# muzzleloader ammo for black bear???



## bigmike (Oct 21, 2004)

I have a Knight .50 cal and might go on a bear hunt with it. What ammo weight would you use? What is your bear hunting set up for shooting? Thanks Mike


----------



## michigander88 (Aug 15, 2000)

100 gr. of 777 and 348 gr Aerotip Powerbelts

MI88


----------



## M1Garand (Apr 12, 2006)

There are many other better options than powerbelts such as Hornady, Barnes, etc. esp for bear. A LOT of hunters report performance issues with them. Some report good experiences but IMO, there's far too many claiming issues with them. Do a search and you will find threads such as these:

http://www.michigan-sportsman.com/forum/showthread.php?t=207812

http://www.michigan-sportsman.com/forum/showthread.php?t=236256


----------



## Swamp Monster (Jan 11, 2002)

I'd be looking at anything 250 grains and up from Barnes but would start with something in the 290 - 300 grains.

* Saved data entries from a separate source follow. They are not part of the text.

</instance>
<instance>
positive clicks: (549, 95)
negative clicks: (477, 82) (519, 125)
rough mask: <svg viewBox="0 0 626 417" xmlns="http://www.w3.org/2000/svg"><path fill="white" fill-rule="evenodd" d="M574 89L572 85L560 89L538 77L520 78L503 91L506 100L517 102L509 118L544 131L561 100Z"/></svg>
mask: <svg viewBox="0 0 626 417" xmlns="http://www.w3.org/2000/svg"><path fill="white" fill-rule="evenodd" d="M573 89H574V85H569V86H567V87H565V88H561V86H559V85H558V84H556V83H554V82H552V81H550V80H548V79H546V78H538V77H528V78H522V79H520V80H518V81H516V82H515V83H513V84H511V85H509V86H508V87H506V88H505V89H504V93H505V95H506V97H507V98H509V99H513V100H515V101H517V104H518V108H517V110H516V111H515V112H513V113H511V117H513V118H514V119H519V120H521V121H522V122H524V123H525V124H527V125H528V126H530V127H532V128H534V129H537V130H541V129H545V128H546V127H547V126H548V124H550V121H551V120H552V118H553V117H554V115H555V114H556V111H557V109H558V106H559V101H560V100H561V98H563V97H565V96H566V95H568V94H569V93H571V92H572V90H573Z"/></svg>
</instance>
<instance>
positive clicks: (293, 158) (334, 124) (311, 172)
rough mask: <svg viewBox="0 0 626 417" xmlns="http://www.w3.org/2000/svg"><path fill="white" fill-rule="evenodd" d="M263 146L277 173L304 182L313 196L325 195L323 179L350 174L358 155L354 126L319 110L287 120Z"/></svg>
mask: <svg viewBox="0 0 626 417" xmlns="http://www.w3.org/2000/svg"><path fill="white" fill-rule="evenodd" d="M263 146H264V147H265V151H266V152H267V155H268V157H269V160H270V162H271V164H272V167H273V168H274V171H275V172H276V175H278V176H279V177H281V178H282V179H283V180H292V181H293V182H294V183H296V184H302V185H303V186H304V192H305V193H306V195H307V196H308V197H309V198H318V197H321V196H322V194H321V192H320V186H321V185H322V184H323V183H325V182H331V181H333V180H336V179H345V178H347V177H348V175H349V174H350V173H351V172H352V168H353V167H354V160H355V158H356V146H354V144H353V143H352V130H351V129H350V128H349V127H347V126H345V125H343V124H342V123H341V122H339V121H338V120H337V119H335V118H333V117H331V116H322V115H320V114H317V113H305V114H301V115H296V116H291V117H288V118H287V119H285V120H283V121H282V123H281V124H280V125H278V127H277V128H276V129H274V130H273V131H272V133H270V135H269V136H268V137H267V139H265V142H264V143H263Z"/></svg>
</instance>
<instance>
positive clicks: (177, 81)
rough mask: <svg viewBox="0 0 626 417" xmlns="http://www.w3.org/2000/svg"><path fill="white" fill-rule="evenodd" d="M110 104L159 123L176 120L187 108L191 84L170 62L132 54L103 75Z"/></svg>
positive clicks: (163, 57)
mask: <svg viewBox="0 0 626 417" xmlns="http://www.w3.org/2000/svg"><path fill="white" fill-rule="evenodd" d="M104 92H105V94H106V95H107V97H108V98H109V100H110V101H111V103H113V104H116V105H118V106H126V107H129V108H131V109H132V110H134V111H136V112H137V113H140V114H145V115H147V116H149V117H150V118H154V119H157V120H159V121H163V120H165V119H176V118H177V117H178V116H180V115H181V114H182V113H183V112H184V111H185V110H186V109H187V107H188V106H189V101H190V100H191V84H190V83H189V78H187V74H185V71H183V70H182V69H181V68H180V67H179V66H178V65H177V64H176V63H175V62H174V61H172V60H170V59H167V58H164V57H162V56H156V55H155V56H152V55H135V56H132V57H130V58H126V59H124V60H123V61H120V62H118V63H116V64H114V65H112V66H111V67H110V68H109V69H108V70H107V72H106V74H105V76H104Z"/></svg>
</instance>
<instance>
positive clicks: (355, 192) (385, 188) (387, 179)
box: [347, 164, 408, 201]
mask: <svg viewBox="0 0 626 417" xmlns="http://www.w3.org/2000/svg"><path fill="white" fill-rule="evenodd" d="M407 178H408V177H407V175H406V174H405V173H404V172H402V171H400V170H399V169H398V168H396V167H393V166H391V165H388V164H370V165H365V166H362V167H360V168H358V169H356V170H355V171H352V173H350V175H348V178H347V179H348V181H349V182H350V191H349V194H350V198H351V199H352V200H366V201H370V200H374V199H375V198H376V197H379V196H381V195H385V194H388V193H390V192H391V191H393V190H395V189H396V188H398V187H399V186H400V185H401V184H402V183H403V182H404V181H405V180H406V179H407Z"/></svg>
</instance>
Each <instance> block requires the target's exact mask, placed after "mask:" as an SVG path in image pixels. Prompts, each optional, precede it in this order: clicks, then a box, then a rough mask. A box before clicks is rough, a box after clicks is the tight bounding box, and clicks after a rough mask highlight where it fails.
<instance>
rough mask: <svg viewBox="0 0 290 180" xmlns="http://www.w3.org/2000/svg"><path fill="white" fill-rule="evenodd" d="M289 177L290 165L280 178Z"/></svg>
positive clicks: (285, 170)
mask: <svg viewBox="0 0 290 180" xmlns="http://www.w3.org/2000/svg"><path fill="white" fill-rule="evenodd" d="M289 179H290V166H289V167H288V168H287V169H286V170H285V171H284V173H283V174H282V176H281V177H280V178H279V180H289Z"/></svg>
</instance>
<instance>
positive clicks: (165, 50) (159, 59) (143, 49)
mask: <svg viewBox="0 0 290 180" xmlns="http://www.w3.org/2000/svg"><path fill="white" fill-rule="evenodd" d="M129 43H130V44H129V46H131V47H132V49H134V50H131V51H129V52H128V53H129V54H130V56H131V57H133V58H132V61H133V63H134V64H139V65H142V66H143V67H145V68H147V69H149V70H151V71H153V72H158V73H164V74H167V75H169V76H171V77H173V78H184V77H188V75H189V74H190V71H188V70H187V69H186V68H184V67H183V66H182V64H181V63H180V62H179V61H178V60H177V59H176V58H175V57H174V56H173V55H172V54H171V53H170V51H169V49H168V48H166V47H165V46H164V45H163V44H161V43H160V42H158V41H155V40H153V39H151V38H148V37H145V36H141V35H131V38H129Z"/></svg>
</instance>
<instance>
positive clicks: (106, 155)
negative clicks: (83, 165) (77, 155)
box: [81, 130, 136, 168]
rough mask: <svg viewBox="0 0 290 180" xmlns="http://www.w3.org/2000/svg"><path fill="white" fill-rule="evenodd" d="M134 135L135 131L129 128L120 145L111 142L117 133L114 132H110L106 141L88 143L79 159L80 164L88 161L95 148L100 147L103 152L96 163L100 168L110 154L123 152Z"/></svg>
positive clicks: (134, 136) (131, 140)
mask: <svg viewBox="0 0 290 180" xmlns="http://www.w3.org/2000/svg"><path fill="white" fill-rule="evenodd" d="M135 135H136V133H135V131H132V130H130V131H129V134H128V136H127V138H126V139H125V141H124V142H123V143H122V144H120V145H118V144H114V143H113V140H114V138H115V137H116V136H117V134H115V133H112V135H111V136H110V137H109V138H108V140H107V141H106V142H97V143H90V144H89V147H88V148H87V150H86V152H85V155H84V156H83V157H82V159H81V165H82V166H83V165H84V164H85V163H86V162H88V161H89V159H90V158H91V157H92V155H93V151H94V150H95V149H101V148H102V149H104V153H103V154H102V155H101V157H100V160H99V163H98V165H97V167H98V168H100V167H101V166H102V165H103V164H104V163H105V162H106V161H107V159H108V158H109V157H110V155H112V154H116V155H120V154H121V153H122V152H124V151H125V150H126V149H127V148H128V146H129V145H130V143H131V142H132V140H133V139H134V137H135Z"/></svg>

The 290 Grain Barnes TMZ's shoot well in my Encore and with any powder load from 100 grains up would put a hurtin' on mr. bear. The Barnes are solid copper and perform flawlessly on game animals. The Powerbelts would be my last choice, right behind throwing rocks to be honest. They are nothing but soft lead and their quality control is horrible at best. You might get a nice soft bullet or you might get one that is as brittle as cheap glass....you just never know with Powerbelts. Supposedly, the Platinum Powerbelts are an improvement, but it would take a large improvement for me to consider them for live game. I've seen to many problems with them first hand to give them a chance.


----------



## Swamp Monster (Jan 11, 2002)

Another good bullet I forgot to mention would be the 300 grain Hornady XTP. A good solid bullet that would work great for bear. Good expansion but stout enough to hold up for good penetration. I'm assuming this will be a close range proposition as most bear hunting is?


----------



## jmoser (Sep 11, 2002)

My standard deer load is a 300 gr Hornady SST sabot with 130 gr Pyrodex.
Substitute your choice of propellant but that bullet at 1600 - 1700 fps is plenty for bear.

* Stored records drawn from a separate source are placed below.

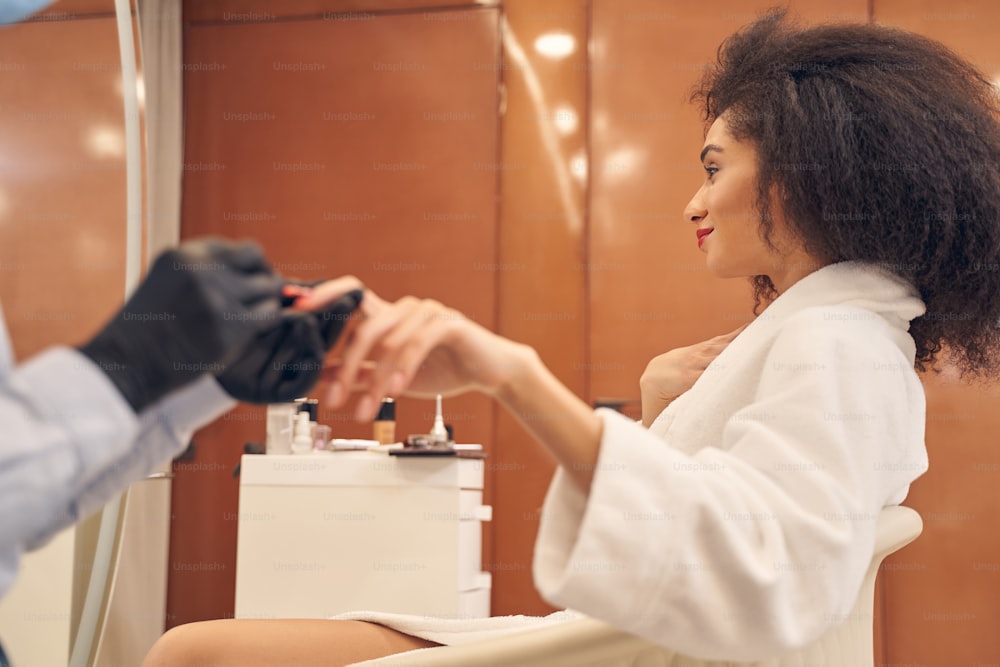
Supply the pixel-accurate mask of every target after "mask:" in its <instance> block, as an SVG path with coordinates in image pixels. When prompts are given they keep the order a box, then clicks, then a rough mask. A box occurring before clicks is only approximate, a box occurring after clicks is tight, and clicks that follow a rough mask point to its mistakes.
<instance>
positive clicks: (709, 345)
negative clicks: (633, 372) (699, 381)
mask: <svg viewBox="0 0 1000 667" xmlns="http://www.w3.org/2000/svg"><path fill="white" fill-rule="evenodd" d="M745 328H746V325H743V326H742V327H740V328H739V329H736V330H735V331H730V332H729V333H727V334H723V335H721V336H716V337H715V338H710V339H708V340H706V341H702V342H700V343H695V344H694V345H688V346H687V347H678V348H676V349H674V350H670V351H669V352H665V353H664V354H661V355H659V356H657V357H653V359H652V360H651V361H650V362H649V363H648V364H647V365H646V370H645V371H643V373H642V376H641V377H640V378H639V392H640V394H641V395H642V424H643V426H645V427H646V428H649V425H650V424H652V423H653V420H654V419H656V417H657V415H659V414H660V413H661V412H663V409H664V408H666V407H667V406H668V405H670V404H671V403H672V402H673V400H674V399H675V398H677V397H678V396H680V395H681V394H683V393H684V392H685V391H687V390H688V389H690V388H691V386H692V385H693V384H694V383H695V381H696V380H697V379H698V378H699V377H701V374H702V373H704V372H705V369H706V368H708V365H709V364H710V363H712V361H713V360H715V358H716V357H717V356H719V354H720V353H721V352H722V351H723V350H724V349H726V347H727V346H728V345H729V344H730V343H731V342H732V341H733V339H734V338H736V336H737V335H738V334H739V333H740V332H741V331H743V329H745Z"/></svg>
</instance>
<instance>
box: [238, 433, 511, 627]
mask: <svg viewBox="0 0 1000 667" xmlns="http://www.w3.org/2000/svg"><path fill="white" fill-rule="evenodd" d="M483 469H484V466H483V461H482V460H477V459H464V458H456V457H398V456H390V455H388V454H386V453H385V452H336V453H335V452H321V453H316V454H313V455H310V456H301V455H295V456H244V457H243V462H242V465H241V468H240V470H241V472H240V505H239V530H238V537H237V558H236V604H235V610H236V617H237V618H272V617H279V618H326V617H329V616H332V615H334V614H338V613H342V612H347V611H358V610H365V609H367V610H375V611H384V612H395V613H404V614H418V615H429V616H437V617H445V618H478V617H484V616H489V613H490V589H491V577H490V575H489V573H488V572H483V571H482V562H481V561H482V522H483V521H489V520H490V518H491V508H490V507H489V506H487V505H483V504H482V501H483V495H482V494H483V481H484V474H483Z"/></svg>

Stick with heavier bullets, you do not need 2000+ fps.


----------



## Swamp Monster (Jan 11, 2002)

jmoser said:


> My standard deer load is a 300 gr Hornady SST sabot with 130 gr Pyrodex.
> Substitute your choice of propellant but that bullet at 1600 - 1700 fps is plenty for bear.
> 
> Stick with heavier bullets, you do not need 2000+ fps.


Exactly!


----------



## Sampsons_owner (Dec 30, 2005)

Its A Knight!! Why not buy the Knight bullets. I shoot the 260 gr for deer and they have a 310 gr also. My MK 85 Predator likes 90 grains of FF. Groups tight and knocks over what it hits. Steve


----------



## michigandeerslayer (Oct 24, 2004)

Swamp Monster said:


> The Powerbelts would be my last choice, right behind throwing rocks to be honest.

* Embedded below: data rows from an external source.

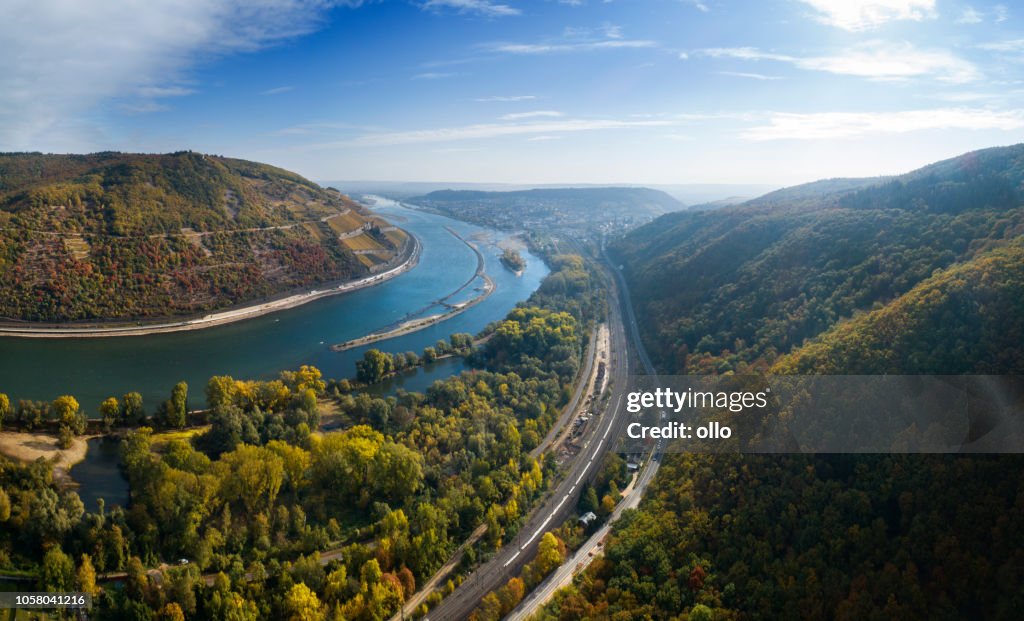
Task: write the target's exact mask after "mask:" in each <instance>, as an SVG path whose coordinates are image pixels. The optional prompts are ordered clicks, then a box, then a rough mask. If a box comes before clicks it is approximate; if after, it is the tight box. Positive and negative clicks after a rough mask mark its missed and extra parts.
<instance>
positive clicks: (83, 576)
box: [75, 554, 99, 597]
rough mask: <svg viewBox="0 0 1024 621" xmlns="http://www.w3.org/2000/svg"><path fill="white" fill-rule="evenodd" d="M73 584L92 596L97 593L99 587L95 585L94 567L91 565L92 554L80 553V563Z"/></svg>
mask: <svg viewBox="0 0 1024 621" xmlns="http://www.w3.org/2000/svg"><path fill="white" fill-rule="evenodd" d="M75 586H76V587H77V588H78V590H79V591H81V592H83V593H88V594H90V595H92V596H93V597H95V596H96V595H97V594H99V587H97V586H96V568H94V567H93V566H92V556H90V555H89V554H82V563H81V564H80V565H79V566H78V572H77V573H76V574H75Z"/></svg>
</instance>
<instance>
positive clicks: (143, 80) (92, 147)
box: [0, 0, 1024, 185]
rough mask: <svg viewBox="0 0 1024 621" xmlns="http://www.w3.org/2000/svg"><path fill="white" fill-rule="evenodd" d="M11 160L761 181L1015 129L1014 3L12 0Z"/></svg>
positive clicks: (821, 1) (4, 120) (0, 62)
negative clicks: (157, 156) (110, 152)
mask: <svg viewBox="0 0 1024 621" xmlns="http://www.w3.org/2000/svg"><path fill="white" fill-rule="evenodd" d="M9 9H10V10H9V14H11V15H14V17H13V18H12V19H6V20H4V22H3V23H2V24H0V151H44V152H59V153H68V152H72V153H80V152H94V151H103V150H113V151H127V152H134V151H139V152H170V151H179V150H194V151H202V152H207V153H215V154H223V155H227V156H231V157H240V158H246V159H252V160H258V161H263V162H267V163H270V164H274V165H278V166H282V167H284V168H288V169H291V170H295V171H297V172H300V173H302V174H304V175H306V176H308V177H311V178H318V179H366V180H374V179H377V180H403V181H439V180H440V181H445V180H449V181H451V182H484V183H513V184H551V183H566V184H571V183H615V184H680V183H764V184H772V185H788V184H794V183H798V182H804V181H811V180H815V179H819V178H826V177H837V176H876V175H888V174H898V173H902V172H906V171H909V170H912V169H914V168H918V167H920V166H923V165H925V164H928V163H931V162H934V161H936V160H941V159H944V158H947V157H952V156H955V155H958V154H961V153H964V152H967V151H972V150H975V149H981V148H985V147H993V146H1000V144H1009V143H1013V142H1019V141H1024V86H1022V84H1024V82H1022V80H1021V79H1020V69H1021V68H1022V66H1024V28H1022V25H1021V19H1022V13H1021V10H1020V9H1019V8H1017V7H1014V6H1011V5H1010V4H1009V3H998V2H995V3H990V2H973V1H971V2H961V1H948V2H947V1H943V0H846V1H844V0H780V1H776V2H766V3H762V2H724V1H715V0H688V1H684V0H651V1H650V2H629V1H624V0H618V1H614V2H611V1H599V0H589V1H587V0H561V1H554V0H551V1H545V2H539V1H538V2H526V1H521V0H423V1H394V2H388V1H381V2H373V1H364V0H309V1H305V0H260V1H258V2H255V3H253V2H245V1H244V0H220V1H202V0H193V1H187V2H172V1H170V0H166V1H155V2H150V3H146V4H145V5H137V4H135V3H133V2H129V1H128V0H125V1H124V2H109V3H103V4H102V5H95V6H87V5H79V4H76V3H63V2H35V3H30V2H22V1H18V2H14V3H13V6H11V7H9Z"/></svg>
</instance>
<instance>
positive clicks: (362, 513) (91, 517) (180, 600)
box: [0, 256, 602, 620]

Swamp, that is too funny. I agree with you though. They were pushed so hard when In-lines came on the scene and its a "household name" Over rated and over priced


----------



## BR549 (Feb 5, 2006)

I'd use a hard, heavy blunt nosed lead bullet in the 400 gr area. A blunt nosed 45 or 50 cal leaves a huge wound channel. You want something that will break down shoulders and penetrate completely. With smaller calibers you need specific bullet performance to make it work, but with 45 - 50 calibers, your using brute force to get the job done. Case in point is the 45-70 Gov. Many of the best custom ammo makers of 45-70 are using heavy hard cast lead bullets instead of jacketed ammo for hunting anything that walks on this earth. Be it modern rifle or muzzleloader, once it leaves the barrel at a given speed, all else is equal.


----------



## malainse (Sep 2, 2002)

Hornady Great Plains 385 or 410 with 100 gr of powder will get the job done....


----------



## woodie slayer (Feb 25, 2006)

250 grain shock waves 
i like the accuracy of the hornady sst but blood trails suck on deer


----------



## Firefighter (Feb 14, 2007)

woodie slayer said:


> 250 grain shock waves
> i like the accuracy of the hornady sst but blood trails suck on deer


 

I agree with the shockwaves.

I use 250 gr shockwaves and 150 gr or 777 to drop my bear.

ps. arent shockwaves and hornady sst's the exact same bullet???


----------



## Swamp Monster (Jan 11, 2002)

woodie slayer said:


> 250 grain shock waves
> i like the accuracy of the hornady sst but blood trails suck on deer


Thats interesting considering they are the same bullet.

Shockwave = SST = Shockwave each made by Hornady.


----------



## jmoser (Sep 11, 2002)

Yes, SST = shockwave and if you have two .452 holes in a deer why are you not getting a blood trail? Shot placement maybe? If the 250 is not exiting go to the 300. My deer shot with 300 SSTs did not need blood trails - poleaxed both of them and dropped within a few feet.

It is ALL about shot placement.


----------



## uptracker (Jul 27, 2004)

I'd use whatever shoots best out of your gun for whitetails. These are black bears, not grizzlies. A kid shot one with a .243 up here last year.

For me, it'd be 90-100 grs. of 777 and a 240 gr. XTP in an MMP sabot.


----------



## QuakrTrakr (Apr 4, 2001)

I've been trying alot of different bullets and loads this spring, and I found the Knight Red Hots (Barnes MZ) is the most accurate out of my Knight Disc. The XTP's came a close second. With the Barnes having no jacket, you don't need to worry about jacket separation. I recovered a couple Barnes, and both were perfectly expanded. I think I know what I'm hunting with this year. We're planning a bear hunt for '09, and that's what I'm using!


----------